In the first three analyses (measures within and between methods and proportion differences) only aggregated outcomes are presented, such as proportion and number of clustered sequences. To examine whether each actual pair of sequences that cluster does so consistently across methods, we conducted a concordance analysis. Given the results from a pair of methods A and B, we assessed concordance using (1) proportion of pairs of sequences that cluster together by method A that also cluster together by method B (and vice versa; the proportion of pairs of sequences that cluster together by method B that also cluster together by method A); (2) proportion of clusters identified by method A that are identical for method B (consisting of exactly the same sequences) (and vice versa); and (3) proportion of sequences that are not in a cluster by method A that are also not in a cluster by method B (and vice versa). Each concordance analysis was performed for all pairs of methods using strict and relaxed sets of thresholds (see below) and produced an asymmetric matrix presented as a heatmap. A median percent concordance (interquartile range (IQR) and range) was calculated for each matrix, summarizing each method-pair analysis. A mean summary percent concordance was calculated for each method and concordance measure, as the average of the concordance between the method and all other methods using the same threshold type (strict or relaxed, see below), including HIV-TRACE.
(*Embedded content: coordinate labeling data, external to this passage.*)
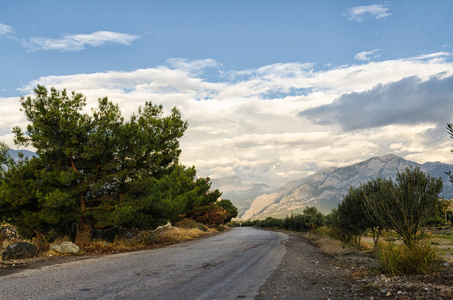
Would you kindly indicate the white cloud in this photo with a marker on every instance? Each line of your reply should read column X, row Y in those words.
column 193, row 66
column 5, row 29
column 248, row 125
column 365, row 55
column 360, row 13
column 77, row 42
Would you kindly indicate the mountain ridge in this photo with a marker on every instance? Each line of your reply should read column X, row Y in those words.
column 326, row 188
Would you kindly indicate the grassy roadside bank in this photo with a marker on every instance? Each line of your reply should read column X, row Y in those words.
column 95, row 247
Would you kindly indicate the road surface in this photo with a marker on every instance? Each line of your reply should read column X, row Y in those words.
column 233, row 265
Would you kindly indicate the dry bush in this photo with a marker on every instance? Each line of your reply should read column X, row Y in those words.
column 332, row 246
column 190, row 223
column 181, row 234
column 397, row 259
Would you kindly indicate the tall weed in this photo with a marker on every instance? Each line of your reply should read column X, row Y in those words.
column 398, row 259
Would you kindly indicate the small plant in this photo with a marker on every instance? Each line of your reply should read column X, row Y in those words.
column 399, row 259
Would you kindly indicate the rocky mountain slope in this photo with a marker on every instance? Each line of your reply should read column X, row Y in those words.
column 326, row 188
column 241, row 191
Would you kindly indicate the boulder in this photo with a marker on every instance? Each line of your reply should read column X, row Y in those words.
column 9, row 233
column 19, row 250
column 65, row 248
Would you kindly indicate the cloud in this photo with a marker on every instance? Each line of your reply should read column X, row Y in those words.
column 365, row 55
column 77, row 42
column 246, row 122
column 193, row 66
column 5, row 29
column 360, row 13
column 409, row 101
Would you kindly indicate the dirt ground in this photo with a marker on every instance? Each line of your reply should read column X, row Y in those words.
column 306, row 273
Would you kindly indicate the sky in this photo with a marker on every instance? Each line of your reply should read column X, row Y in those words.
column 272, row 90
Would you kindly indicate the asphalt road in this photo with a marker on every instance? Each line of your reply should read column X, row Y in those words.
column 233, row 265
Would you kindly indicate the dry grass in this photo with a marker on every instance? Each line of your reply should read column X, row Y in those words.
column 181, row 234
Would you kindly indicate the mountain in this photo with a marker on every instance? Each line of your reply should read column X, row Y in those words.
column 326, row 188
column 241, row 191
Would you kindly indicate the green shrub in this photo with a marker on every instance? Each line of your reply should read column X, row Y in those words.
column 397, row 259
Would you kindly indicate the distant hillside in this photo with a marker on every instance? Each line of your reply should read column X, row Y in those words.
column 326, row 188
column 241, row 191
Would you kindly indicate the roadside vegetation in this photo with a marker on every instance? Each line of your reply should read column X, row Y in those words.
column 103, row 181
column 394, row 221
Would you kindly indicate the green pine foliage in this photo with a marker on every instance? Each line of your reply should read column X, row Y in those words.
column 97, row 170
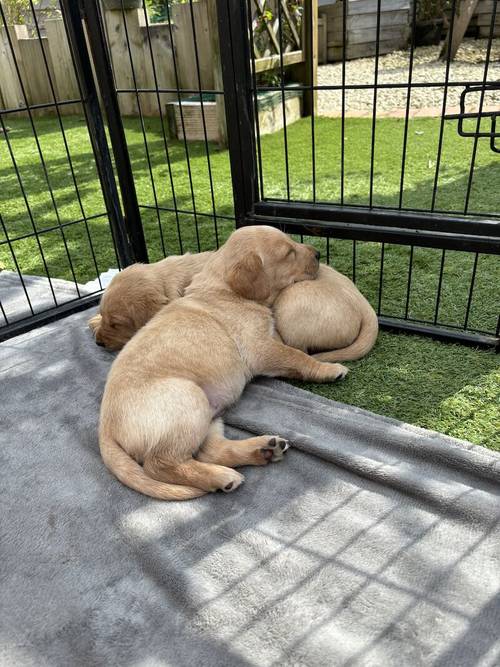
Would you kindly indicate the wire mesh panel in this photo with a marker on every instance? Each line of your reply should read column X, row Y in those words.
column 53, row 218
column 167, row 75
column 394, row 152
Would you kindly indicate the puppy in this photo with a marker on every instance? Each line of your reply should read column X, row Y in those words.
column 328, row 316
column 138, row 292
column 159, row 433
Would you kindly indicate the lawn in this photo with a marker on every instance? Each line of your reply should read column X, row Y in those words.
column 445, row 387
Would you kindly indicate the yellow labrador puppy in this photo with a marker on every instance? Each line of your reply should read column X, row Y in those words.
column 159, row 432
column 328, row 316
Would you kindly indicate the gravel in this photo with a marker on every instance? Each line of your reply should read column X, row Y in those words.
column 394, row 67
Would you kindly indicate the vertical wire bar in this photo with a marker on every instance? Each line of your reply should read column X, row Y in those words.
column 381, row 279
column 165, row 142
column 372, row 155
column 181, row 113
column 4, row 314
column 443, row 109
column 408, row 285
column 40, row 153
column 471, row 290
column 16, row 264
column 440, row 285
column 313, row 95
column 408, row 103
column 342, row 145
column 439, row 151
column 68, row 154
column 26, row 203
column 204, row 123
column 143, row 129
column 282, row 85
column 375, row 90
column 126, row 228
column 354, row 261
column 481, row 102
column 256, row 100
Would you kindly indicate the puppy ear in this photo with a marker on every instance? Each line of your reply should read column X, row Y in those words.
column 248, row 279
column 95, row 322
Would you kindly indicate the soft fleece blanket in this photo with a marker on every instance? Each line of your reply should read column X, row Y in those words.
column 373, row 543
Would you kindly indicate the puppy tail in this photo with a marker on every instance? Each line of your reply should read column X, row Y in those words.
column 362, row 345
column 130, row 473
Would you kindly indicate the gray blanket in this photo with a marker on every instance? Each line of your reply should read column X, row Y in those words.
column 373, row 543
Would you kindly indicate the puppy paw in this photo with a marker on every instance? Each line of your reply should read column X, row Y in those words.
column 231, row 481
column 275, row 449
column 342, row 371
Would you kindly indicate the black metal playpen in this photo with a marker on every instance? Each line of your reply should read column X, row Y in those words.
column 423, row 248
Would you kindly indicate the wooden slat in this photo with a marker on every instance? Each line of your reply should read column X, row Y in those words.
column 398, row 17
column 363, row 50
column 356, row 7
column 397, row 34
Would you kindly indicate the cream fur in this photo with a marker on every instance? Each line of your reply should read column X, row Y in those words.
column 159, row 430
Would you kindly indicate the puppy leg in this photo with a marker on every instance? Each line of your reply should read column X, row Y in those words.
column 279, row 360
column 191, row 472
column 256, row 451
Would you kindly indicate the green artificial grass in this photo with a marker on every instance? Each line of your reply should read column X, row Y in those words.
column 449, row 388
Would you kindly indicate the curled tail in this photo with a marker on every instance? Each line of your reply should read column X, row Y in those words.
column 130, row 473
column 362, row 345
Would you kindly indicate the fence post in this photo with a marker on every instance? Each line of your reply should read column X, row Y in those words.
column 127, row 229
column 235, row 60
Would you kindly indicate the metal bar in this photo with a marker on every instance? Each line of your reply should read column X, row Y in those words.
column 235, row 58
column 16, row 264
column 283, row 101
column 40, row 319
column 440, row 333
column 164, row 136
column 70, row 161
column 313, row 107
column 408, row 103
column 374, row 115
column 204, row 123
column 256, row 101
column 442, row 213
column 369, row 86
column 481, row 102
column 389, row 217
column 342, row 129
column 143, row 128
column 34, row 107
column 127, row 229
column 53, row 228
column 363, row 232
column 181, row 114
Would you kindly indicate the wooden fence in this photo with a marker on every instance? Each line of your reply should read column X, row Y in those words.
column 137, row 50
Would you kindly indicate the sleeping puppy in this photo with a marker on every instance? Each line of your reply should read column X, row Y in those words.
column 328, row 316
column 138, row 292
column 159, row 433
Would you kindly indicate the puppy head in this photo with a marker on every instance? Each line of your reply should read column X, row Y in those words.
column 130, row 301
column 262, row 261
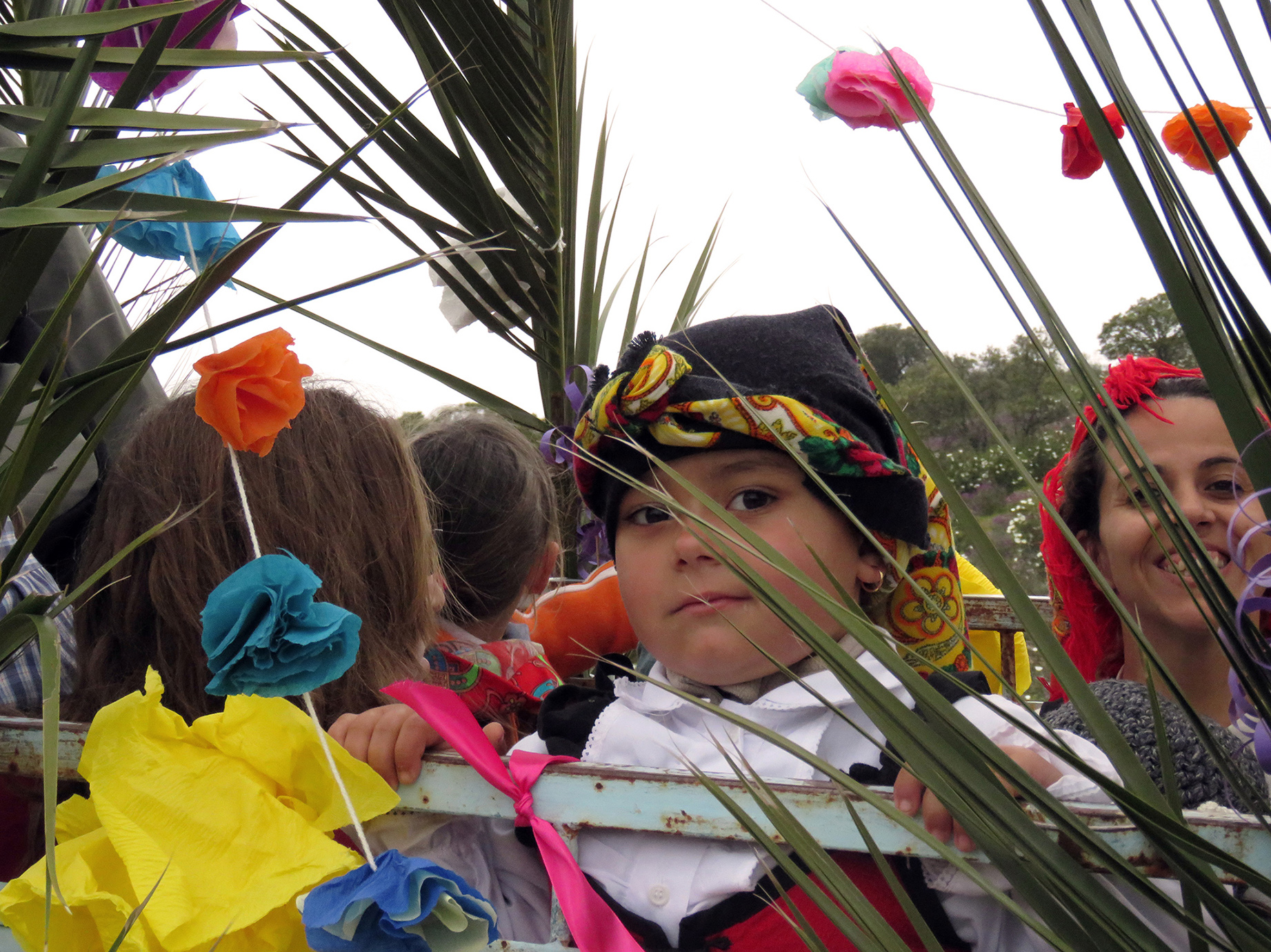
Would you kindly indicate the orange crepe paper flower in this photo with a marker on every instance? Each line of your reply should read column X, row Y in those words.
column 1180, row 139
column 250, row 392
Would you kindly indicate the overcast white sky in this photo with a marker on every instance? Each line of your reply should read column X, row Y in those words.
column 707, row 116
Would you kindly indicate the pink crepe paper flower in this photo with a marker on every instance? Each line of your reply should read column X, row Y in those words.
column 861, row 88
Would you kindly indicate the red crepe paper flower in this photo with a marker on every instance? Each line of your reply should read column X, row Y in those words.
column 861, row 88
column 1081, row 156
column 252, row 392
column 1182, row 141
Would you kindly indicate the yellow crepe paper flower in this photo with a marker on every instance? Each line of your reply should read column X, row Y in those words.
column 234, row 813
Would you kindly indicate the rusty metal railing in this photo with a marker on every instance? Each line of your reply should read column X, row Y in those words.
column 576, row 797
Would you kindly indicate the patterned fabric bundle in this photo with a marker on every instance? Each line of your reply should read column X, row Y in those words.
column 503, row 680
column 1085, row 623
column 788, row 382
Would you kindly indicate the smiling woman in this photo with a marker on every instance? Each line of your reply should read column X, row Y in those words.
column 1181, row 431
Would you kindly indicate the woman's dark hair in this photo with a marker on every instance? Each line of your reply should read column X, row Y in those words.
column 1083, row 477
column 337, row 491
column 494, row 506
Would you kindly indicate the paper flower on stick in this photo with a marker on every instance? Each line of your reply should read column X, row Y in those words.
column 404, row 904
column 862, row 90
column 252, row 392
column 1081, row 156
column 220, row 37
column 265, row 634
column 1179, row 138
column 200, row 243
column 233, row 816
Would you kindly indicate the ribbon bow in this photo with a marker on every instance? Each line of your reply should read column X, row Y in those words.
column 594, row 926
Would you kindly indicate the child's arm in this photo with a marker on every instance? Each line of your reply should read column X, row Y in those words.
column 1050, row 771
column 393, row 740
column 910, row 796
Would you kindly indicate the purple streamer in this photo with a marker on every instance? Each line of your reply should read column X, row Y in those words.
column 556, row 445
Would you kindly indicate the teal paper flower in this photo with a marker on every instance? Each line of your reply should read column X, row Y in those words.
column 404, row 905
column 200, row 243
column 265, row 634
column 812, row 88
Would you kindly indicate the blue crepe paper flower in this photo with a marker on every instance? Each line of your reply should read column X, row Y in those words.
column 404, row 904
column 812, row 88
column 265, row 634
column 200, row 243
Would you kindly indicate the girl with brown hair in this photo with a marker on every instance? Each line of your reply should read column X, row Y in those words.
column 339, row 491
column 494, row 510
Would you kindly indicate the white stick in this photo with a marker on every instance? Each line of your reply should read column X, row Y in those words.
column 340, row 782
column 308, row 697
column 247, row 509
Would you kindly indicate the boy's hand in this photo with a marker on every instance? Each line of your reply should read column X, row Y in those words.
column 393, row 740
column 910, row 795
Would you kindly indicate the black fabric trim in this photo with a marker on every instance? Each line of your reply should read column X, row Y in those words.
column 567, row 716
column 698, row 932
column 909, row 871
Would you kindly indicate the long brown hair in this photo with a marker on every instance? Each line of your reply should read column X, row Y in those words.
column 339, row 491
column 494, row 507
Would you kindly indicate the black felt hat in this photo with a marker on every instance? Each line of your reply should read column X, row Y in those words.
column 803, row 356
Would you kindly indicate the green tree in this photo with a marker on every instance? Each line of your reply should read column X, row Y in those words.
column 1149, row 328
column 1014, row 387
column 892, row 349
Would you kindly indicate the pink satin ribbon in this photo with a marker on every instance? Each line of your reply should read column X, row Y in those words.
column 591, row 922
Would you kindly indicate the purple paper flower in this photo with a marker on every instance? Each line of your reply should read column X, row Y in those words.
column 139, row 36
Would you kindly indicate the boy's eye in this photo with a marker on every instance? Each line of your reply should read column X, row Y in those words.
column 648, row 515
column 749, row 500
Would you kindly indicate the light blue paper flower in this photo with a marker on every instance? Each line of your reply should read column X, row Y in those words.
column 200, row 243
column 812, row 88
column 404, row 904
column 265, row 634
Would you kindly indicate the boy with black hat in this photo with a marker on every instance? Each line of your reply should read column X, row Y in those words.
column 730, row 406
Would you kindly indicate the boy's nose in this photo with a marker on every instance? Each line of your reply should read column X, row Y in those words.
column 688, row 545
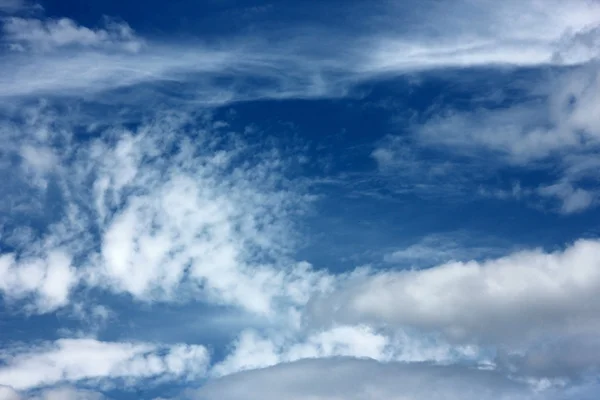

For the differences in proportions and concordance analyses we used two sets of thresholds, strict and relaxed, that were based on distinct combinations of topological support and distances (Table 1). The strict set of thresholds (topological support 0.95–1.0, distance 0.015) could be used when focusing on most recent transmission events, such as investigation of outbreaks or targeting rapidly-growing clusters and an explosive spread of HIV transmissions among high-risk populations. The relaxed set of thresholds (topological support 0.80–0.95, distance 0.030–0.045) could be used when focusing on more routine tracking of molecular HIV clusters to inform public health partner notifications, or when examining a historical evolution of local or global HIV epidemics with large numbers of transmissions over a long period of time. In such a scenario the extensive HIV intra-host viral evolution that accumulates over time and may result in lower topological support and larger distances than those used by strict thresholds, needs to be considered when identifying clusters. Thus, applying a strict rather than relaxed set of thresholds in this scenario would place fewer viral sequences into clusters and produce less informative outcomes.